Still, the incident seems to have caused jitters in some Western capitals, raising the specter of a renewed Armenian-Azerbaijani war. In an indication of Washington's serious concern, the U.S. State Department yesterday urged the conflicting parties to observe the ceasefire regime. A State Department spokesman warned that "any incidents in this volatile area carry the potential for renewed hostilities."
The prospect of renewed hostilities cannot be encouraging for Western nations mindful of the future of multi-billion-dollar oil contracts signed with Azerbaijan and other Caspian nations. What is projected to be the main pipeline transporting Azerbaijani oil to world markets passes less than 50 kilometers from the Karabakh frontline.
The absence of information from independent sources makes it difficult to establish the real picture of what happened on Monday along the northeastern section of Karabakh's border.
Azerbaijan said two of its soldiers were killed and four others wounded when their positions were attacked by Karabakh Armenian forces. It said the four-hour assault was beaten back.
The Karabakh Armenians offer a dramatically different version of the incident, saying that Azerbaijani army units tried to "bring their positions close to the (self-proclaimed) Nagorno-Karabakh Republic's frontier" but were forced to retreat after sustaining heavy casualties. The Stepanakert government said two Karabakh soldiers were wounded in the fighting.

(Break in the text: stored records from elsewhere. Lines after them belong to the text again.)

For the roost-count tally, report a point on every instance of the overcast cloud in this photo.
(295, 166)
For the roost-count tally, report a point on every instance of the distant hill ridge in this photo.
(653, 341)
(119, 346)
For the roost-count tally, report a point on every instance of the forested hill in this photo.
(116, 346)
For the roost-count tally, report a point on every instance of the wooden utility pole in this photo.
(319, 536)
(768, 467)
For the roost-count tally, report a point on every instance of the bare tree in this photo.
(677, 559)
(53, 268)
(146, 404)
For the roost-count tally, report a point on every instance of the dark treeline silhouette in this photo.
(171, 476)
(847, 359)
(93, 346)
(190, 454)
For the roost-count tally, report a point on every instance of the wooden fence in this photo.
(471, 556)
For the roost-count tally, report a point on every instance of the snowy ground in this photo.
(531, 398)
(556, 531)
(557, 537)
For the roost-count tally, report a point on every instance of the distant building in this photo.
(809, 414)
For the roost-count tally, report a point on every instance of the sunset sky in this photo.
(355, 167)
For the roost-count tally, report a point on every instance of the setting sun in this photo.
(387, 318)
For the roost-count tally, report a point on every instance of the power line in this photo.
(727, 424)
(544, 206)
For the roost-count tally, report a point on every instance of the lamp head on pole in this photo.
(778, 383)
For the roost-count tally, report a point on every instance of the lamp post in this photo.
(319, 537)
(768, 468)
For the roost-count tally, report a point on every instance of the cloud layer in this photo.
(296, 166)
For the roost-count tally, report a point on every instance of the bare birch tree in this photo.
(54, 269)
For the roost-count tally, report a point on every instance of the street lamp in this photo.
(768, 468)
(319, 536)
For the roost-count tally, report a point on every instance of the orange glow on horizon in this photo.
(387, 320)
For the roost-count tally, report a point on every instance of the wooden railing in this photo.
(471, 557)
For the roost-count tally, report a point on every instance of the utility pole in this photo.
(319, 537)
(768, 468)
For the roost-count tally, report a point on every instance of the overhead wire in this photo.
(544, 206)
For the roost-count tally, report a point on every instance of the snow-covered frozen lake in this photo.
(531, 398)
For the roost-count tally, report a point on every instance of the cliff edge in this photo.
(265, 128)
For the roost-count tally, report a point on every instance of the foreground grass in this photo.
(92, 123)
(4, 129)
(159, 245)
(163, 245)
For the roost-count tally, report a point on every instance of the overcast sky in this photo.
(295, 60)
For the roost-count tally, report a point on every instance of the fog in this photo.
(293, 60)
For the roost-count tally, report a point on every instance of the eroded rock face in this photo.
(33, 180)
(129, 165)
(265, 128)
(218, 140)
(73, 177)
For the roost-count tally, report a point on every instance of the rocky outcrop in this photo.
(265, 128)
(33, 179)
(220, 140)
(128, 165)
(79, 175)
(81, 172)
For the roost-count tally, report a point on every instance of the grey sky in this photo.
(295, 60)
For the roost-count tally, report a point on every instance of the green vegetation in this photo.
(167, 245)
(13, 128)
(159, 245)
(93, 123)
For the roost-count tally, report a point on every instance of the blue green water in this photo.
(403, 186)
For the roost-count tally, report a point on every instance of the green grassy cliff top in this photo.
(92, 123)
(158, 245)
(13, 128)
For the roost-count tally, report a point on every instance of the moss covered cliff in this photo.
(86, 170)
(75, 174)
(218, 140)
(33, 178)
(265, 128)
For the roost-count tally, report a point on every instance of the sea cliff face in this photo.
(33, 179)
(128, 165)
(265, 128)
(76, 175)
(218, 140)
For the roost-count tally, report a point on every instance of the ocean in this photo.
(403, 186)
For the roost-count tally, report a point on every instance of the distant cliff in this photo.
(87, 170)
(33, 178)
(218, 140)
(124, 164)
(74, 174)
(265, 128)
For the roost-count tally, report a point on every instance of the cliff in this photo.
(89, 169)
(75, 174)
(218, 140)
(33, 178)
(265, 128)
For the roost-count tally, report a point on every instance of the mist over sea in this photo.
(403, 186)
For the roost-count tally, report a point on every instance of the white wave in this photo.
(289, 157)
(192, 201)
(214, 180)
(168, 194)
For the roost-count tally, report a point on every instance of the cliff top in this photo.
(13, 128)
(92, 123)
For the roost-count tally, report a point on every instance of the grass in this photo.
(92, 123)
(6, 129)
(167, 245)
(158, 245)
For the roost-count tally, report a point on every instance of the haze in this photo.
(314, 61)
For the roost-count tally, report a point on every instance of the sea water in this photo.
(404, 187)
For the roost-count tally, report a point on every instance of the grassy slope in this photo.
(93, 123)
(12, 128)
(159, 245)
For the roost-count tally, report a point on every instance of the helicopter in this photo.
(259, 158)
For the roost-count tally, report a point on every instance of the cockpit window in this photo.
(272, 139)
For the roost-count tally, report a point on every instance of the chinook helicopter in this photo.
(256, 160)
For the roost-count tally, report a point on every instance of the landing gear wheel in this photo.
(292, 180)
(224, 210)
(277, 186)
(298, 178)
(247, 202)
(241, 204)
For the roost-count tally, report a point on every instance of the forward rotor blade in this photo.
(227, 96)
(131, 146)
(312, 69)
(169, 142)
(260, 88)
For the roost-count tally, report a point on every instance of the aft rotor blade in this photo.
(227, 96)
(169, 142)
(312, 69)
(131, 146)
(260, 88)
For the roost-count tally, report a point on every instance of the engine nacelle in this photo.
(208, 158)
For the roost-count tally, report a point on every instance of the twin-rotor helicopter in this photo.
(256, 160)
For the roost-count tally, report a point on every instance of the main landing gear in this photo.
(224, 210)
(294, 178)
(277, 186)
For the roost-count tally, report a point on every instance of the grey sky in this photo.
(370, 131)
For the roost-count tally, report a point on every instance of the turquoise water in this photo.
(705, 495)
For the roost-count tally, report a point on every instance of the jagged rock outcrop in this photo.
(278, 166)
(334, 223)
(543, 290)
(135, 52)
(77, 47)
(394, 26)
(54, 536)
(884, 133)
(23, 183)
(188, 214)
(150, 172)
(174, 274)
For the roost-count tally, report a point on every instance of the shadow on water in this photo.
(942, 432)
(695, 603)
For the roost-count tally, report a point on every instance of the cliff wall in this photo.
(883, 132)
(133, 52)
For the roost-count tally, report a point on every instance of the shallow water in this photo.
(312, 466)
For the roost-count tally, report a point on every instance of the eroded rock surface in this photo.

The Karabakh authorities also said they will ask the Organization for Security and Cooperation in Europe (OSCE) today to urgently send a monitoring team to the Armenian-Azerbaijani division line.
A Russian-mediated ceasefire agreement -- signed by the warring sides in May 1994 -- has largely held, despite sporadic outbreaks of fighting. The truce left Karabakh Armenians -- backed by Armenia proper -- in control of the disputed enclave and surrounding Azerbaijani districts. More than 30,000 people are believed to have died in the bitter war that preceded the ceasefire.
Monday's skirmish was the most serious incident since 1997. Manvel Sarkisian, an analyst for the Armenian Center for National and International Studies (ACNIS), said ceasefire violations occur from time to time. He said there is no indication that the latest clash is a sign of an imminent war. He said large-scale hostilities are usually preceded by major troop movements, something which is impossible to independently establish on the ground. The Armenian and Azerbaijan recriminations, Sarkisian argued, are just a propaganda ploy.
Aleksandr Arzumanian, Armenia's former foreign minister, told RFE/RL that the lack of progress in Karabakh is conducive to periodical skirmishes on the frontline. He said the longer the deadlock in peace talks, the higher the likelihood of a renewed war.
The OSCE's Minsk Group, which leads international efforts to broker a peace deal for Karabakh, can boast few achievements so far. The group is co-chaired by Russia, the U.S. and France. Its most recent peace plan -- put forward last November -- has not yet got off the ground.
Arzumanian believes the main challenge for mediators is to come up with a face-saving solution acceptable to both the Armenians and Azerbaijanis.
Karabakh broke away from Baku's rule in the late 1980s and has since enjoyed de-facto independence, even though it is still internationally recognized as part of Azerbaijan. Karabakh Armenians say they are ready to forego outright independence but want their future relationship with Azerbaijan to be on equal footing.
The OSCE plan appears to address this demand by calling for Azerbaijan and Karabakh to form a "common state." The Armenian side has largely approved the formula, while Azerbaijan has rejected it. Some mediators have signaled their readiness to make minor amendments in the peace proposals to accommodate Baku. A senior U.S. diplomat touring Armenia and Azerbaijan last month said Washington is ready to redouble its efforts to hammer out a peace accord.
It is still unknown when the Minsk Group co-chairs will launch a new round of shuttle diplomacy. Observers say settlement of the Kosovo crisis may bring more international attention to Karabakh.
Presidents Robert Kocharian of Armenia and Heydar Aliyev of Azerbaijan are due to meet next week in Luxembourg. The ACNIS's Sarkisian said he does not expect a breakthrough from the meeting because the conflicting parties cannot be expected to budge on key issues overnight.
In Sarkisian's words: "The conflict has been frozen, and this status quo seems to satisfy everybody for the time being."